Dengan memaksakan kehendak, ia berusaha menyeragamkan ideologi, budaya,
dan seni. Ideologi NASAKOM (Nasionalisme, agama, dan komunis) dipaksakan
berlaku secara despotis. Demikian pula, seni yang boleh dipertunjukkan
hanya seni gaya Lekra. Sementara yang berjiwa keagamaan dinyatakan
sebagai musuh revolusi. Begitu pun Soeharto, berusaha menyeragamkan
ideologi melalui asas tunggal Pancasila. Hasilnya, kehancuran.
· PEMAHAMAN DAN PELANGGARAN TERHADAP PANCASILA SAAT INI
Ideologi
Pancasila merupakan dasar negara yang mengakui dan mengagungkan
keberadaan agama dalam pemerintahan. Sehingga kita sebagai warga negara
Indonesia tidak perlu meragukan konsistensi atas Ideologi Pancasila
terhadap agama. Tidak perlu berusaha mengganti ideologi Pancasila dengan
ideologi berbasis agama dengan alasan bahwa ideologi Pancasila bukan
ideologi beragama. Ideologi Pancasila adalah ideologi beragama.
Sesama
umat beragama seharusnya kita saling tolong menolong. Tidak perlu
melakukan permusuhan ataupun diskriminasi terhadap umat yang berbeda
agama, berbeda keyakinan maupun berbeda adat istiadat.
Hanya
karena merasa berasal dari agama mayoritas tidak seharusnya kita
merendahkan umat yang berbeda agama ataupun membuat aturan yang secara
langsung dan tidak langsung memaksakan aturan agama yang dianut atau
standar agama tertentu kepada pemeluk agama lainya dengan dalih
moralitas.
Hendaknya
kita tidak menggunakan standar sebuah agama tertentu untuk dijadikan
tolak ukur nilai moralitas bangsa Indonesia. Sesungguhnya tidak ada
agama yang salah dan mengajarkan permusuhan.
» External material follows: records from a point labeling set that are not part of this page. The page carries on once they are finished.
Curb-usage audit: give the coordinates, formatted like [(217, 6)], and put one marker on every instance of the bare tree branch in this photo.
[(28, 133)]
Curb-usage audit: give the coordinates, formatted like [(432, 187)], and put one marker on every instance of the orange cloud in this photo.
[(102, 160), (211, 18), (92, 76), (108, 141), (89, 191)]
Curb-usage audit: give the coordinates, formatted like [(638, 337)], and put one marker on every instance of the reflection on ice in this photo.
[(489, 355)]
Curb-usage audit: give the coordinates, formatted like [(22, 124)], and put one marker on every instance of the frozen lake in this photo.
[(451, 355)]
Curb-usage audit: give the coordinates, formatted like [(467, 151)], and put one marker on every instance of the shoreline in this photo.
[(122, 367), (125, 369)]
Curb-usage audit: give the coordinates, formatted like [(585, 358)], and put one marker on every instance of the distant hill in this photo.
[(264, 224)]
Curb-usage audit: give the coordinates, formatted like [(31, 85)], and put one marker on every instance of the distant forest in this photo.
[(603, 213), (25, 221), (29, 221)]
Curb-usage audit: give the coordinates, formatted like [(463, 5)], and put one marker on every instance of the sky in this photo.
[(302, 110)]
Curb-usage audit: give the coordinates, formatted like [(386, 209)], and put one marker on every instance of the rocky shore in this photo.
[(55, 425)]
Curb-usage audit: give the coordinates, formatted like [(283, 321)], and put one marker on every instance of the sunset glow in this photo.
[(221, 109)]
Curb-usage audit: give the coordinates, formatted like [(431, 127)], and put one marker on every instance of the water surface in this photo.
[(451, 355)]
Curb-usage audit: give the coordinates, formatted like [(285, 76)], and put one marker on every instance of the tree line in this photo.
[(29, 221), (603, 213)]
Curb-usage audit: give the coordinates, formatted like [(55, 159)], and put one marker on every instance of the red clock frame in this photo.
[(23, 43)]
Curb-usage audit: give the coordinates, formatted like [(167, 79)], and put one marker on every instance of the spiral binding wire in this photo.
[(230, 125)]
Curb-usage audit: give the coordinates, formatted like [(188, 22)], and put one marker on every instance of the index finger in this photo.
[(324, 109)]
Agama yang diakui di Indonesia ada 5, yaitu Islam, Kristen, Katolik, Budha dan Hindu.
Sebuah
kesalahan fatal bila menjadikan salah satu agama sebagai standar tolak
ukur benar salah dan moralitas bangsa. Karena akan terjadi chaos dan
timbul gesekan antar agama. kalaupun penggunaan dasar agama haruslah
mengakomodir standar dari Islam, Kristen, Katolik, Budha dan Hindu bukan
berdasarkan salah satu agama entah agama mayoritas ataupun minoritas.